A barricada fecha a rua, mas abre caminhos.

Uma das frases símbolos dos muros de Paris em maio de 1968.

68, uma revolução mundial.

Um vírus da desobediência contagiou todo o planeta: Paris, Senegal, Japão, Vietnã, Cidade do México, Praga, Estados Unidos, Palestina, dentre outros pedaços.

Uma explosão de vida. A palavra-chave: experimentação. Novos desejos, aspirações e conexões brotam e desabrocham em todos os cantos do mundo. Um novo espírito do tempo, tempo do mundo.

O que parecia sólido se desmanchou no ar, o que parecia estável vazou (ainda que somente por alguns dias, semanas, meses – mas os efeitos ainda nos atingem). Colonialismo, patriarcado, supremacia branca, capitalismo e socialismo autoritário bambearam. Ou pereceram ou se reorganizaram – e continuam sendo questionados por inúmeras ações. Apesar da diversidade de situações e países, um elemento comum: o anticonformismo – seja encarando uma ditadura militar, poderes coloniais, sociedades capitalista ou socialista. Tratou-se de uma irrupção em defesa do direito de discordar, da multiplicação de vozes, da polifonia.

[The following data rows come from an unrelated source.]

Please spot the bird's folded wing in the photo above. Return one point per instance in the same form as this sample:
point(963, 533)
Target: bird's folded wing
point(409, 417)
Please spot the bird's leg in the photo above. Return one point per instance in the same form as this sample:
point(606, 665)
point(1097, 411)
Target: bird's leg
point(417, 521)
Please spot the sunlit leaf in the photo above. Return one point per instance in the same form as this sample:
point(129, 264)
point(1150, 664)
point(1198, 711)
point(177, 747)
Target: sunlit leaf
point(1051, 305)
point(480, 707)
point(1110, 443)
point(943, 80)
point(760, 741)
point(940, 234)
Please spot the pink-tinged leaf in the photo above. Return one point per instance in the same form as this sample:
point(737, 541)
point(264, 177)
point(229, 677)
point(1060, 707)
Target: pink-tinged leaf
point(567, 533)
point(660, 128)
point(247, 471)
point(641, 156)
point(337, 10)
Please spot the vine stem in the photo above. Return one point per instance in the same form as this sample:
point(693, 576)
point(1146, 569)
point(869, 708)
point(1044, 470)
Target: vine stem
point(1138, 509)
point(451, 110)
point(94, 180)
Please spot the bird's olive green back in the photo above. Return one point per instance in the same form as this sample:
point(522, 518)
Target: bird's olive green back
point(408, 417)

Abrir as portas dos asilos, das prisões e das escolas foi outro lema-pixo forte. Ninguém mais quis cumprir seu papel social habitual, embarcando num êxodo de libertação e busca de novas vias: operários (ocupando fábricas e locais de trabalho), estudantes (tomando universidades), artistas e criadores (dando outros significados para seus espaços e práticas), camponeses (se levantando), negros (se sublevando), mulheres, gays, lésbicas e muitas outras (afirmando novos corpos). Fuga do trabalho e busca da vida. Isso tudo já vinha ocorrendo, mas em 68 se acelerou e se reforçou, encontrou e produziu novos caminhos, pessoas, coletividades. Inspirações.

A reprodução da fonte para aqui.